I wasn’t sure what to say.  It wasn’t that he was wrong; it was that he was right.  This little kindergartener, who cannot tell me any letter sounds, knows enough to tell me that a park bench is where you go to look at a phone.  It is NOT where you go to watch your children play, or to read a book.  It is not where you go to observe the subtle changes of the world around you.  No, you sit on a bench so you can look at a screen. 

When I was little, no one looked at anything as much as we all look at our phones, computers and iPads these days.  If my dad was at his desk, I knew he was doing paperwork, or studying for a test.  I understood that he was doing something important, that required his brain.  If my mom was looking at a book, I understood that she was reading and learning something, and when someone looked at me, I knew they were looking at me, and listening to me.  They were almost never looking at me through a lens finder or glancing up at me from an obscure plastic device.  What do our kids think we are doing when we are constantly half attending to their world?  Do they know that when we look at our phones we are having conversations with friends?  Do they understand that we are reading the news and scrolling through Facebook?  What must they think and feel about this?   And then, we wonder why in the world “kids these days” don’t know how to have a conversation, or make appropriate eye contact.  We wonder why they don’t they want to go outside or read a book?  We wonder why families aren’t having conversations, and why no one seems to understand each other. 
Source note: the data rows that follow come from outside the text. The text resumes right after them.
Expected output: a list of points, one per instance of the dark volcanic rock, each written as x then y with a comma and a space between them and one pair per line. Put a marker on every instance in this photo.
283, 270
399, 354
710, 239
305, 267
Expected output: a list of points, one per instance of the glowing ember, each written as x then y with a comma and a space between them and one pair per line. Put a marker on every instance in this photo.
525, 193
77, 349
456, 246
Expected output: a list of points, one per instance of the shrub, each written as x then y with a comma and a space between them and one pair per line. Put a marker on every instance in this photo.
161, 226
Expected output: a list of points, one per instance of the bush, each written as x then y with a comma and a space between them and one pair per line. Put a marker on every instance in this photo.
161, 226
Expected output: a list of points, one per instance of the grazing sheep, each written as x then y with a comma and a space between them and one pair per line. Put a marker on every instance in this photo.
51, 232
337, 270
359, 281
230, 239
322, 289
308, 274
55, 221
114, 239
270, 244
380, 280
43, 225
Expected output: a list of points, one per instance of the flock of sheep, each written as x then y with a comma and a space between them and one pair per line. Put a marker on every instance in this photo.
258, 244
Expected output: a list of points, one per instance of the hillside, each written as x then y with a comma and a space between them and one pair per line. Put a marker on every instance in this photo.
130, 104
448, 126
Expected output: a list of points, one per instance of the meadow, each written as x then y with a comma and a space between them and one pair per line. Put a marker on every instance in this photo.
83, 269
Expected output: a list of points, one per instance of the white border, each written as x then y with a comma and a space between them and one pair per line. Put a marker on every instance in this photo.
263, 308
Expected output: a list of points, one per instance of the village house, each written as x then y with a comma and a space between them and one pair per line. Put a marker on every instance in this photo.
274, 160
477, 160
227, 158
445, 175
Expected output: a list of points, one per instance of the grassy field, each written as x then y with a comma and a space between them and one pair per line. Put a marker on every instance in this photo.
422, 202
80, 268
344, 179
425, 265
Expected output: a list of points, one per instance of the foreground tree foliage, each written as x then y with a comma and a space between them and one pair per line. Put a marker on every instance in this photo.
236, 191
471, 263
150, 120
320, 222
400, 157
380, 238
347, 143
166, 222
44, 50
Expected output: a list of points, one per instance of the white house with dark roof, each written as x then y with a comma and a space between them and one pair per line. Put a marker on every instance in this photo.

I don’t think kids really understand why they should read a book, or that there is something magical about just sitting on a park bench and watching the world go by.  But, why in the world would they?  How often do they see adults do these things?   

I realize that technology is wonderful, and I love my phone.  I mean, I really really love my phone.  I never actually call anyone; so technically, I love my “Internet/Facebook device”.  But, this is what I’m learning about my internet device and the real world that is being shut out because of it.  It’s fine for the world to change, and that’s all swell, but one very important thing will always stay the same. Our kids will become the kind of people they see, not the kind of people we tell them to be.  So, I guess the question is, who do you want to be for you children?  Who do you want your children to be?  Do you want them to be the kind of people who sleep with their phone or sleep with….wait..  I mean, do you want them to be absorbed in their phones, or absorbed in the big beautiful world around them?  Remember, it’s really, very much, up to us.